Wife of Murdered Ex-PDP Chairman’s Son Has Case to Answer, Says Court

Alex Enumah in Abuja

An Abuja High Court in Maitama Thursday ruled that Maryam Sanda, wife of the late Bilyamin Bello, son of the former National Chairman of the Peoples Democratic Party (PDP), has a case to answer in the death of her husband.

Justice Yusuf Halilu of the Abuja High Court, in a ruling delivered yesterday, held that the prosecution was able to establish a prima facie against the first defendant.

He consequently dismissed Maryam’s no-case-submission in the two-count culpable homicide charge filed against her by the Nigerian Police Force, and ordered her to enter her defence.

The police in the charge had accused Maryam of stabbing her husband to death with a broken bottle on November 19 at their Abuja residence.

According to the police, the charge marked CR/15/17 was brought pursuant to section 109(d) of the Administration of Criminal Justice Act, 2015.

The police also charged Maryam of “causing grievous hurt,” an offence contrary to section 247 of the Penal Code Law.

However, the police later amended the charge to include Maryam’s mother, Maimuna Aliyu; her brother, Aliyu Sanda, and one Sadiya Aminu, as co-defendant in the matter.

The prosecution alleged that Maryam’s family members attempted to destroy evidence that linked her to the murder.

It alleged that upon realising that an offence of culpable homicide was committed, the other defendants “did cause evidence of the offence to disappear.’’

According to the police, the other defendants had carefully cleaned the blood from the scene of the crime with the intention of screening the first defendant, Maryam, from legal punishment, an act it noted is punishable under Section 167 of the Penal Code Law.

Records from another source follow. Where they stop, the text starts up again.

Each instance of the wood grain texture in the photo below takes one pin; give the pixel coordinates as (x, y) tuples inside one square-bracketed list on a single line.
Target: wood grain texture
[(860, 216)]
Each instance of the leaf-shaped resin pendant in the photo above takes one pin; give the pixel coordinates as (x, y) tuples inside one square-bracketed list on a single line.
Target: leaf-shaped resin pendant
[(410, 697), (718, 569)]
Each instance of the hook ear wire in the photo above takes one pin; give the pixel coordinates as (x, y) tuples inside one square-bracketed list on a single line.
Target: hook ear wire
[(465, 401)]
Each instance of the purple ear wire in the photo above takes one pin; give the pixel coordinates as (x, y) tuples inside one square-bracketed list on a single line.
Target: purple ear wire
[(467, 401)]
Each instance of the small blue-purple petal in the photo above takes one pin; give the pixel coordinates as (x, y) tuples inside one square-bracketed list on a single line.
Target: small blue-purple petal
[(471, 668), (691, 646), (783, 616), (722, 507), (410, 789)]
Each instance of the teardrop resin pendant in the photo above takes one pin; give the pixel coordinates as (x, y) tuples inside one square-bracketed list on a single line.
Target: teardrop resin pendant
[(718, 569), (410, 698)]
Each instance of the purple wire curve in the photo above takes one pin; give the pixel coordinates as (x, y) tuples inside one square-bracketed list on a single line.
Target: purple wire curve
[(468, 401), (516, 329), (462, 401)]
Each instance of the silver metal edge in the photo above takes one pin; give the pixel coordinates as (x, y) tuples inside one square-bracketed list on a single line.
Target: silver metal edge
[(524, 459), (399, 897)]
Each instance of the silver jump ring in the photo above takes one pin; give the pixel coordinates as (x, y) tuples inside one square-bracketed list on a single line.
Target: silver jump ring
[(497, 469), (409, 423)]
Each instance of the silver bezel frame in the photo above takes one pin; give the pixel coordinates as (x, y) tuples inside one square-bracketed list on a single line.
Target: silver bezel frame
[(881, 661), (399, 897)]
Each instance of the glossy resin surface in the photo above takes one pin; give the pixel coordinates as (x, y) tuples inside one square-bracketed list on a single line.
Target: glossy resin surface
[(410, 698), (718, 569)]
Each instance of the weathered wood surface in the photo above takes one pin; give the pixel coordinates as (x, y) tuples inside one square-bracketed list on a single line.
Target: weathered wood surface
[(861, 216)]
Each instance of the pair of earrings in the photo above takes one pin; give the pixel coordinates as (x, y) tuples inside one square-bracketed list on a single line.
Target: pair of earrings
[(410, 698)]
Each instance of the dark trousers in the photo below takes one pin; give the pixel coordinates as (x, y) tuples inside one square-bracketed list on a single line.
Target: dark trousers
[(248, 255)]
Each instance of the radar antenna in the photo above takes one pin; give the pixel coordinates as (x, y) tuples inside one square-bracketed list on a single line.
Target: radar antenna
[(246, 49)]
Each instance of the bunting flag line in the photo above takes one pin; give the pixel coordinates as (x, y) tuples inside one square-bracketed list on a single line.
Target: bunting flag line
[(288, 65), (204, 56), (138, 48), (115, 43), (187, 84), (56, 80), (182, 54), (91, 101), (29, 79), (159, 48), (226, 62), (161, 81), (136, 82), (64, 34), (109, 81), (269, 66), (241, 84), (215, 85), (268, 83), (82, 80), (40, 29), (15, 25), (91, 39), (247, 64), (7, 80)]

To prove its case against the defendants the police called a total of six witnesses.

But the defendants in their responses submitted that the prosecution failed to link them to the alleged crime, and urged the court to discharge and acquit them of the charge.

According to them, the totality of the proof of evidence by the prosecution was not enough to warrant the court to compel them to open their defence to the charge.

But in his ruling, the judge held that the prosecution has established a prima facie against Maryam, and ordered her to open her defence.

The court, however, upheld the no-case submission that was made by the other defendants and accordingly discharged and acquitted them of the charge.

Justice Halilu therefore adjourned till May 6 for Maryam to open her defence.